On Monday, House Majority Leader Steny Hoyer delivered a startling speech on the obstructionism of minority Republicans and the dangers that poses to Congress and the country. It's not common for politicians to address structural problem directly, or at length. It's certainly not common for congressional leadership to do so. But Hoyer, who is generally regarded as an old-fashioned moderate, is worried about the institution he serves. We spoke by phone earlier Thursday.
It's a bit abnormal for a sitting majority leader to deliver a policy speech lambasting his colleagues. What led to this address?
What prompted me to do this was that Roy Blunt and I are good friends, and Roy was leading the GOP's health-care task force. So back in March or April, I asked Roy to send over areas where he thought we could work together to fashion this bill. And, frankly, Roy was not able to, I think because he felt his caucus was not prepared to do that.
The reality of the Congress today is that the Republican base has become narrower and narrower as we have won their moderate seats. New York 23 was the perfect example, where the Republican nominee was too moderate for the party and so they forced her out of the race and lost. But when you're just dealing in a realm of 258 votes you have to fashion your compromises based simply on the views of one party. You don’t have the leavening effect of having a broader opportunity to fashion legislation that has a broader constituency.
So what do you do about it?
I didn’t come up with solutions because there aren’t any. The solutions are really elusive. As long as the base of the Republican Party is as narrow as it is, it will demand rigidity of its leadership. In my own state, Wayne Gilchrist, who voted right down the line with Republicans on economic issues but diverged on choice and guns and environment, was knocked off in a primary by a Club for Growth candidate.
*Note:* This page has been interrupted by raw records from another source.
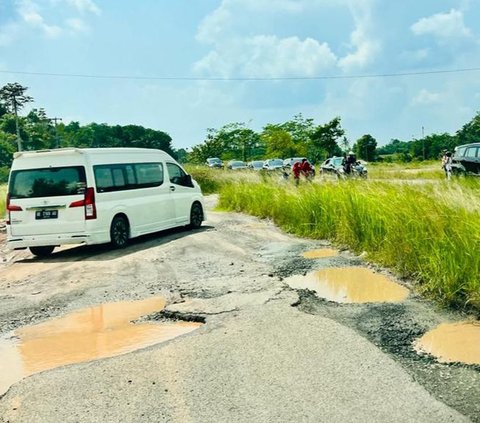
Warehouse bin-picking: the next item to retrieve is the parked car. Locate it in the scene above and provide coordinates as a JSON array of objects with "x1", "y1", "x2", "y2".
[
  {"x1": 247, "y1": 160, "x2": 263, "y2": 170},
  {"x1": 205, "y1": 157, "x2": 223, "y2": 167},
  {"x1": 283, "y1": 157, "x2": 306, "y2": 169},
  {"x1": 6, "y1": 148, "x2": 205, "y2": 256},
  {"x1": 263, "y1": 159, "x2": 283, "y2": 170},
  {"x1": 452, "y1": 142, "x2": 480, "y2": 175},
  {"x1": 320, "y1": 156, "x2": 343, "y2": 175},
  {"x1": 227, "y1": 160, "x2": 247, "y2": 170}
]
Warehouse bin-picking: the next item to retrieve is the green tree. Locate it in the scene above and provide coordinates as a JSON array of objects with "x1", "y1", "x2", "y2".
[
  {"x1": 0, "y1": 82, "x2": 33, "y2": 151},
  {"x1": 310, "y1": 117, "x2": 345, "y2": 161},
  {"x1": 261, "y1": 125, "x2": 298, "y2": 158},
  {"x1": 457, "y1": 112, "x2": 480, "y2": 145},
  {"x1": 354, "y1": 134, "x2": 377, "y2": 161}
]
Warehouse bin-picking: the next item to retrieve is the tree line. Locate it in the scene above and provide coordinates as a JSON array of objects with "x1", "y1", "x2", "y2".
[{"x1": 0, "y1": 83, "x2": 480, "y2": 182}]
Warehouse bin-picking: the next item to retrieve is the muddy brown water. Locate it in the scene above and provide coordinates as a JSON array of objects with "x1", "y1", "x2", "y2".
[
  {"x1": 302, "y1": 248, "x2": 338, "y2": 259},
  {"x1": 414, "y1": 321, "x2": 480, "y2": 364},
  {"x1": 285, "y1": 266, "x2": 410, "y2": 303},
  {"x1": 0, "y1": 297, "x2": 202, "y2": 395}
]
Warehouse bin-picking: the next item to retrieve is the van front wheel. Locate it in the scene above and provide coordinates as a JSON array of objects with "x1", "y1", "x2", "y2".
[
  {"x1": 110, "y1": 216, "x2": 129, "y2": 248},
  {"x1": 29, "y1": 245, "x2": 55, "y2": 257},
  {"x1": 189, "y1": 203, "x2": 203, "y2": 229}
]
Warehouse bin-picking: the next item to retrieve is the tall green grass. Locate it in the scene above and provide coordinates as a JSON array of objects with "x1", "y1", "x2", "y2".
[
  {"x1": 0, "y1": 184, "x2": 7, "y2": 219},
  {"x1": 219, "y1": 181, "x2": 480, "y2": 310}
]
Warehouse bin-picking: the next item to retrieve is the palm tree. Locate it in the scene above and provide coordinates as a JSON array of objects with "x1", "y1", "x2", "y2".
[{"x1": 0, "y1": 82, "x2": 33, "y2": 151}]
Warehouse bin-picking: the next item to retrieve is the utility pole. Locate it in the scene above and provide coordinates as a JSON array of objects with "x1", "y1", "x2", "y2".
[
  {"x1": 12, "y1": 100, "x2": 23, "y2": 151},
  {"x1": 49, "y1": 117, "x2": 62, "y2": 148},
  {"x1": 422, "y1": 126, "x2": 425, "y2": 161}
]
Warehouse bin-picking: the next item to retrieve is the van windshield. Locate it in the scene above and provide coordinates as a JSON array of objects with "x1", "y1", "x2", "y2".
[{"x1": 8, "y1": 166, "x2": 86, "y2": 198}]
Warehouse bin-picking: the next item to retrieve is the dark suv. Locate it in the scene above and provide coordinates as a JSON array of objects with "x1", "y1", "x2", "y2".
[{"x1": 452, "y1": 142, "x2": 480, "y2": 175}]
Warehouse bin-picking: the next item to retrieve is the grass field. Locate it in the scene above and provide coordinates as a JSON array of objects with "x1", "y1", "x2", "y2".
[
  {"x1": 0, "y1": 166, "x2": 480, "y2": 313},
  {"x1": 0, "y1": 184, "x2": 7, "y2": 219},
  {"x1": 220, "y1": 176, "x2": 480, "y2": 311}
]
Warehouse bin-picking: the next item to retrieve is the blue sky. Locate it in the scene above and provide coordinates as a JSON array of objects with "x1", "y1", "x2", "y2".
[{"x1": 0, "y1": 0, "x2": 480, "y2": 148}]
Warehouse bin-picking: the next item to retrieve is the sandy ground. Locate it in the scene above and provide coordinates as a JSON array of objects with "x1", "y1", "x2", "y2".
[{"x1": 0, "y1": 196, "x2": 480, "y2": 423}]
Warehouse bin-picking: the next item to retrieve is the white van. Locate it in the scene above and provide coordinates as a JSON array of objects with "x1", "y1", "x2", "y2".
[{"x1": 6, "y1": 148, "x2": 205, "y2": 256}]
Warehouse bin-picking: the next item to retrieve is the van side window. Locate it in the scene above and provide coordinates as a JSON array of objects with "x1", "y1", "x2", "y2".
[
  {"x1": 112, "y1": 167, "x2": 125, "y2": 188},
  {"x1": 465, "y1": 147, "x2": 477, "y2": 157},
  {"x1": 167, "y1": 163, "x2": 193, "y2": 187},
  {"x1": 93, "y1": 163, "x2": 163, "y2": 192},
  {"x1": 133, "y1": 163, "x2": 163, "y2": 188},
  {"x1": 94, "y1": 166, "x2": 113, "y2": 192},
  {"x1": 8, "y1": 166, "x2": 86, "y2": 198}
]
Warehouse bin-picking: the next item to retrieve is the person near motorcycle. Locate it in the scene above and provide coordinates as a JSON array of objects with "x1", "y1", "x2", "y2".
[
  {"x1": 344, "y1": 151, "x2": 357, "y2": 174},
  {"x1": 302, "y1": 159, "x2": 314, "y2": 179},
  {"x1": 292, "y1": 159, "x2": 313, "y2": 185}
]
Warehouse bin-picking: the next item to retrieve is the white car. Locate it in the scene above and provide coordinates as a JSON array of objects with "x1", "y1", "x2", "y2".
[
  {"x1": 263, "y1": 159, "x2": 283, "y2": 170},
  {"x1": 6, "y1": 148, "x2": 205, "y2": 256}
]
And then they lost the seat.
This all seems much harder because it's not clear that minority obstructionism is bad politics. Back in the early 1990s, of course, Bill Kristol, among others, urged Republicans to kill the Clinton health-care bill. Not modify it, or improve it, or amend it, but kill it. And then they picked up more than 50 seats.
Newt Gingrich was of course the chief proponent of that policy, and he and Bob Michel, who was leader of the Republicans, disagreed. And Gingrich eventually succeeded in pushing Michel out. Michel’s view was you sit down, offer your input, and move forward. The theory was that the American people elected the legislative body to make policy and so you make policy. Gingrich’s proposition, and maybe accurately, was that as long as you, Bob Michel, and our party cooperate with Democrats and get 20 or 30 percent of what we want and they get to say they solved the problem and had a bipartisan bill, there's no incentive for the American people to change leadership. You have to confront, delay, and undermine and impose failure in order to move the public. To some degree, he was proven right in 1994.
Haven't majority leaders been complaining about the intransigence of minority members since the country was founded? What's different now?
This is a United States Senate that has had more cloture votes in one year than in the '60s and '70s combined. They had three cloture votes on whether to extend unemployment benefits, and that bill passed 97-0! The reason this issue needs to be raised is that, ultimately, the political representatives will respond to the demands of the public. Now, the public has been polarized. Every night on television, they listen to polarizing people. We’ve gone from Walter Cronkite to angrier people who are trying to incite them.
So how do you fight that political logic?
It's very difficult. The motivation Congress has on each side of the aisle is to be in the majority so it can set policy. But it’s very difficult for the institution to move forward on a bipartisan basis when the minority party does not believe that that’s in their best interest to regain the majority. Rarely do you get a crowd ecstatic about a compromise. So the parties, to some degree, think the Gingrich strategy might be successful. And the only way to overcome that is to have it not be successful, and the only way for that to happen is for the American people to know what’s going on.